We don't just claim to be better. We prove it.
The first open, reproducible benchmark for sanctions screening APIs. 122 test cases across 15 categories. 900K+ real entities. Transparent results.
Why these numbers matter
In sanctions screening, missing a sanctioned person (false negative) can result in OFAC fines up to $330,000 per violation. Flagging innocent people (false positive) wastes your compliance team's time and blocks legitimate customers.
Verifex achieves 97.6% recall — meaning it catches virtually every sanctioned entity across 900K+ entries including 851K PEP records. With an 84.7% precision rate enhanced by AI verification, it minimizes the noise that overwhelms compliance teams.
Head-to-head comparison
Same dataset. Same test cases. Different results.
| Metric | Verifex | Industry Baseline |
|---|---|---|
| F1 Score | 90.7% | 66.7% |
| Recall | 97.6% | 57.4% |
| Precision | 84.7% | 79.6% |
| False Negatives | 2 | 29 |
| Compliance Risk Score | 0.64 | 4.72 |
| Avg Response (cached) | 182ms | ~500ms |
| Entities Screened Against | 900K+ | ~50K |
Industry Baseline represents a leading API-first sanctions screening provider tested on the same dataset. Lower Compliance Risk Score is better — it weights missed sanctions 10x more than false alarms, reflecting real regulatory risk.
Accuracy by category
Tested across 15 categories of name matching challenges.
"Vladimir Putin" → finds Putin across 6 sanctions lists
"Vladmir Putin" (typo), "Kim Jung Un" → still finds the match
"Qassem Suleimani" → matches "Qasem Soleimani" across romanization variants
"Wladimir Putin" (German), "Poutine Vladimir" (French) → matches
"Kaddafi Muammar" → matches "Muammar Gaddafi" by sound
"Putin, Vladimir", "Jong Un Kim" → matches regardless of name order
"Bank Melli Iran", "IRGC", "Hezbollah/Hizballah" → matches organization names
"Emmanuel Macron", "Xi Jinping", "Narendra Modi" → matches 851K+ PEP records
"Alisher Usmanov" → matched across OFAC, EU, and UK simultaneously
"Putin", "Soleimani", "Kadyrov" → surname-only matches work
"Putin Street Cafe", "Samsung Electronics" → correctly identified as NOT matches
With 851K PEPs, common names are flagged for review. AI reduces noise by 50%.
The matching pipeline
4-stage engine that combines traditional algorithms with AI verification.
Normalization
Strip diacritics, normalize Unicode, transliterate Arabic/Cyrillic/Greek. "Müller" → "Muller", "Владимир" → "Vladimir"
Multi-Algorithm Matching
Soft TF-IDF + Jaro-Winkler + Monge-Elkan + Double Metaphone. Each algorithm catches different types of name variations.
IDF Weighting
Common names ("Mohammed", "Trading") get lower weight. Rare names ("Soleimani", "Kadyrov") get higher weight.
AI Verification
Ambiguous matches verified by AI language model. Reduces false positives by up to 50% on hard cases.
Methodology
Our benchmark suite contains 122 test cases across 15 categories, run against 900K+ real entities including 851K PEP records:
- •85 true positive cases — real sanctioned entities and PEPs from OFAC, UN, EU, UK, Australia, Canada, Switzerland, and Wikidata PEP database, tested with spelling variations, transliterations, phonetic variants, word order changes, and partial names.

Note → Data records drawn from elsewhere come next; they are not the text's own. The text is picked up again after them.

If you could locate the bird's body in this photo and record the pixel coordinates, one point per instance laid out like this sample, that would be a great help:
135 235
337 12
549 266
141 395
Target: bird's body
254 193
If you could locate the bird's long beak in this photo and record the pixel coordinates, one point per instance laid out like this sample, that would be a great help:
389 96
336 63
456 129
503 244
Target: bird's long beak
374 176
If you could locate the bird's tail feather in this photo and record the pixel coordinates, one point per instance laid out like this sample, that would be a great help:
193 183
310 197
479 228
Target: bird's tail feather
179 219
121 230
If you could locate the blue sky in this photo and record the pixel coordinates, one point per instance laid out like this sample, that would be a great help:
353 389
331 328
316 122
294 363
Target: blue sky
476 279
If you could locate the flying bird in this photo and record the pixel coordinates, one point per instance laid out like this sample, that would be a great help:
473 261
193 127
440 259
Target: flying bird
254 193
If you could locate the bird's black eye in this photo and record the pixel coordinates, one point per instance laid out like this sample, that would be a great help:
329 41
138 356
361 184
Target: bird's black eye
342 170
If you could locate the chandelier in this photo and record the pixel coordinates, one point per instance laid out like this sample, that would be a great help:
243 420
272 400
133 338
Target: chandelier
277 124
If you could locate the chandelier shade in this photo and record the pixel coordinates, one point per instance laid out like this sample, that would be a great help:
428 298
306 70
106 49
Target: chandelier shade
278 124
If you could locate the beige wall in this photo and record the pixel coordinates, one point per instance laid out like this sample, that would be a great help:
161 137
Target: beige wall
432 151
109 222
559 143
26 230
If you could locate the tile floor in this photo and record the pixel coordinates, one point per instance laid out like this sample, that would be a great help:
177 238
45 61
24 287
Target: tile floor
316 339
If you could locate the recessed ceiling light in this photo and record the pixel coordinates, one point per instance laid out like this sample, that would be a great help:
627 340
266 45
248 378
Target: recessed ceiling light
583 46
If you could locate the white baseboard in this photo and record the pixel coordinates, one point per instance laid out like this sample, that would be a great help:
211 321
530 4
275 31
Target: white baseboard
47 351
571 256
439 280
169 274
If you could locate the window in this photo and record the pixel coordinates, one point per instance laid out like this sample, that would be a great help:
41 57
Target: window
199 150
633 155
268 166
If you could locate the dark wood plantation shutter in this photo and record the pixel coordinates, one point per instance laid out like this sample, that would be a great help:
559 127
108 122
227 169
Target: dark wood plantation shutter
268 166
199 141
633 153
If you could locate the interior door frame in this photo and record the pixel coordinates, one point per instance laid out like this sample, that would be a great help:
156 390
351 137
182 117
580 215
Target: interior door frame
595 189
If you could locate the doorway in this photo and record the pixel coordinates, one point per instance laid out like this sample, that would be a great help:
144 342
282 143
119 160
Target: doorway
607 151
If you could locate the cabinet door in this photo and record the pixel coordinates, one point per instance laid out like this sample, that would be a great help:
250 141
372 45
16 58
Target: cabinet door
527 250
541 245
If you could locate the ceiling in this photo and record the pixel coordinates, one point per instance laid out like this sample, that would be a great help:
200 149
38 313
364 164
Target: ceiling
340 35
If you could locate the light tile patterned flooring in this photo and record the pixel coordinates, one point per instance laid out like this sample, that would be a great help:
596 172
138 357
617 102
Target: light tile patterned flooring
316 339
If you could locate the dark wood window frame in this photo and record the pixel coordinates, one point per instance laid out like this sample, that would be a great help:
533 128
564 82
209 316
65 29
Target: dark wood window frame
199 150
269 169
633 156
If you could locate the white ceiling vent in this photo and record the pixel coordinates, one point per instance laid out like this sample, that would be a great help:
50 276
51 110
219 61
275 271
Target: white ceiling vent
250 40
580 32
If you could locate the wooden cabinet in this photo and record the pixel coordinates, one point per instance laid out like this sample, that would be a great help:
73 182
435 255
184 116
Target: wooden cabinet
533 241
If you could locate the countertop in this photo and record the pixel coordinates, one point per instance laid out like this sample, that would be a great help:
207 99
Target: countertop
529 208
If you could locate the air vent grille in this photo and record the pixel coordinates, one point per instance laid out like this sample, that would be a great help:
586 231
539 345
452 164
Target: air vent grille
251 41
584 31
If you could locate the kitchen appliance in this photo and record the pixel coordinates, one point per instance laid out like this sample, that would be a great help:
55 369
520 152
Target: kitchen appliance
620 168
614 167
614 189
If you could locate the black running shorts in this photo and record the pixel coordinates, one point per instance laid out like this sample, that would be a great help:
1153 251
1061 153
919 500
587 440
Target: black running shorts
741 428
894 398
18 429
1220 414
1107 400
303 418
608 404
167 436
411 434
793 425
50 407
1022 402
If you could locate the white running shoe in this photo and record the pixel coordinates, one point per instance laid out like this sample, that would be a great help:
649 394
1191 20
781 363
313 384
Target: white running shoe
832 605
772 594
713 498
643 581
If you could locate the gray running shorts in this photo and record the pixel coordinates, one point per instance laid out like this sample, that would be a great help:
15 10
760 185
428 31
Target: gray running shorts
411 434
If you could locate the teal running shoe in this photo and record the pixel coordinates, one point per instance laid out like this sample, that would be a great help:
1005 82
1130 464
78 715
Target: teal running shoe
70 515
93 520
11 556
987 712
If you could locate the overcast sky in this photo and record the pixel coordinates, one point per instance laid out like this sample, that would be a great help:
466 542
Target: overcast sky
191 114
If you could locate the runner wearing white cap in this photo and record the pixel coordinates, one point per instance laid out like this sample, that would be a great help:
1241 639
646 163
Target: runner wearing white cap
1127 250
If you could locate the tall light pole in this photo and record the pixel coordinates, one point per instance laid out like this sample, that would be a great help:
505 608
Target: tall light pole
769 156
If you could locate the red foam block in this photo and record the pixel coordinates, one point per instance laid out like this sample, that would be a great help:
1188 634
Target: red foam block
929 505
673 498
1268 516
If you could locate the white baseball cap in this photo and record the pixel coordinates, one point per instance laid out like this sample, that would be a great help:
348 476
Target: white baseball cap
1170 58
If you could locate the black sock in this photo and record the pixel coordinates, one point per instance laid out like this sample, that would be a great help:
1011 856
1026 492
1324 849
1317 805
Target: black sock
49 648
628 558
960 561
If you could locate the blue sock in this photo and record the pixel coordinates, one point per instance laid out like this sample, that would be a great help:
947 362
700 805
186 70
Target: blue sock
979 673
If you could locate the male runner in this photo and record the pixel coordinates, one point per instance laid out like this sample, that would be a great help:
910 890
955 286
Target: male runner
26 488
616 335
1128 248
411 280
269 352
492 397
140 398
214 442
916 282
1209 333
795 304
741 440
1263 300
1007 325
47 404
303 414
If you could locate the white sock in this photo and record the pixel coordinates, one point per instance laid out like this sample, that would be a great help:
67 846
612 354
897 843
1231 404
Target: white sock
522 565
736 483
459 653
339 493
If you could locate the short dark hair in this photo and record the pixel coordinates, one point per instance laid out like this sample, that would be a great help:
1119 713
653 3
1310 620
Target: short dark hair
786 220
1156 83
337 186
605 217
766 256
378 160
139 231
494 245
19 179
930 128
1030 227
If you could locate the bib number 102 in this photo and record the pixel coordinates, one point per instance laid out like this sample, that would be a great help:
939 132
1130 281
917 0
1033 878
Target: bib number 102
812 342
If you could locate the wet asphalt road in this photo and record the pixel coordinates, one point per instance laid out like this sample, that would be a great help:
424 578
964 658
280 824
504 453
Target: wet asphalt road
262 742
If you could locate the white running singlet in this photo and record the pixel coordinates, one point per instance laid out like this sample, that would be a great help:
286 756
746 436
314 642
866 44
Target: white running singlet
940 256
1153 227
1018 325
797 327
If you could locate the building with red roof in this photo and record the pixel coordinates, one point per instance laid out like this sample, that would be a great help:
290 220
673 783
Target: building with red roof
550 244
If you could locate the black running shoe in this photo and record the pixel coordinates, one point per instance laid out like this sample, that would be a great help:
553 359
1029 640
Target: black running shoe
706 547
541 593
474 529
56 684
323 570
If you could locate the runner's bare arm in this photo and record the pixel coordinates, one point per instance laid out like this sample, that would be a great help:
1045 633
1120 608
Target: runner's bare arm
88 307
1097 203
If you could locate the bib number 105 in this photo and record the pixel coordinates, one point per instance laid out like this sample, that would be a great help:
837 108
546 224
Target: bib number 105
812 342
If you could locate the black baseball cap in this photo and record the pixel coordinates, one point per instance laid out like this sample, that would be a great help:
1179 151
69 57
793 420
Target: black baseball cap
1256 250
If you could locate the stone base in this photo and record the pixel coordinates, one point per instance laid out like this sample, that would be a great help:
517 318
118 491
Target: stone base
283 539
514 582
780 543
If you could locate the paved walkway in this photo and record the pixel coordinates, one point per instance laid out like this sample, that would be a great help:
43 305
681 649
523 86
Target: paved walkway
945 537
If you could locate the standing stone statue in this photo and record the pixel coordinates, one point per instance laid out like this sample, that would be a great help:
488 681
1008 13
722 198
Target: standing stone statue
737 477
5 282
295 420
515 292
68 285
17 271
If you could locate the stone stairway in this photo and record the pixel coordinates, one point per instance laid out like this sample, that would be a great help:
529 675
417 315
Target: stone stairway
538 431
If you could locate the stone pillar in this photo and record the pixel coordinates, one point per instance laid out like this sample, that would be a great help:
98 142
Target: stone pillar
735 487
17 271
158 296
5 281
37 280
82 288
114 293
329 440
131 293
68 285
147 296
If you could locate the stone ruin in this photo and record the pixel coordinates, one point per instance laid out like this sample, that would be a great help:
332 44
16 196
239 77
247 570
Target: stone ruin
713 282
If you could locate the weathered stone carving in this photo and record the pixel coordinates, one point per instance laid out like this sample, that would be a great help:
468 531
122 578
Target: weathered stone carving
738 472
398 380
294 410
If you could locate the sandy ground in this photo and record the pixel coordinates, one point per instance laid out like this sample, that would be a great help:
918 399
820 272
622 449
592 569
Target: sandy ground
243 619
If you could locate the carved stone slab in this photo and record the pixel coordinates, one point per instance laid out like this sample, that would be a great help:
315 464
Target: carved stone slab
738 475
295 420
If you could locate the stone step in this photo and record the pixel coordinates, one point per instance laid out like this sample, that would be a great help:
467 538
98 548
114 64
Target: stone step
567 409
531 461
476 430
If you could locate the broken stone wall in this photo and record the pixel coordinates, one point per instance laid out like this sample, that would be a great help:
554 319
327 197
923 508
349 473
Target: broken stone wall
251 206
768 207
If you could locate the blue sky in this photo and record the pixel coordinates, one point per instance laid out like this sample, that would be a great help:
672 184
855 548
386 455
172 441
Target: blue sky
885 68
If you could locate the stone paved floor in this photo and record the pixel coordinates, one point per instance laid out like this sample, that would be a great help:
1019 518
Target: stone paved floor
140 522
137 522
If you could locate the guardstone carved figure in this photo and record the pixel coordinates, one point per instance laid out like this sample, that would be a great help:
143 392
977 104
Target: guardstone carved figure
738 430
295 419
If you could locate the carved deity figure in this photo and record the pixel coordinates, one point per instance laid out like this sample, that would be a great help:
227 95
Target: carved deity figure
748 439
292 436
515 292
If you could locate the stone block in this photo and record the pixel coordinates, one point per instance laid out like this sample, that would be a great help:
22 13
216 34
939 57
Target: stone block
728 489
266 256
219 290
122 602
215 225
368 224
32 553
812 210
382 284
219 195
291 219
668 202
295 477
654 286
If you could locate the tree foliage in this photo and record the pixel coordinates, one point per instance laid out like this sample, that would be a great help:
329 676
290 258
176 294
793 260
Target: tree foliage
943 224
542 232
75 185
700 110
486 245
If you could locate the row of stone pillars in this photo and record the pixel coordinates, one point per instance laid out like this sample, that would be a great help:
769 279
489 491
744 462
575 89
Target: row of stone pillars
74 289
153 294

- •37 true negative cases — fictional names, generic businesses, substring traps, and adversarial inputs that should NOT trigger a match.
Every test case has a predetermined expected result. We measure:
- •Recall (sensitivity) — what percentage of sanctioned entities did we find?
- •Precision — of the entities we flagged, how many were actually sanctioned?
- •F1 Score — the harmonic mean of precision and recall.
The Compliance Risk Score is our custom metric: (False Negative Rate × 10) + (False Positive Rate × 1). It weights missed sanctions 10x higher than false alarms, reflecting the asymmetric risk in compliance: missing a match means regulatory penalties, while a false positive means a brief manual review.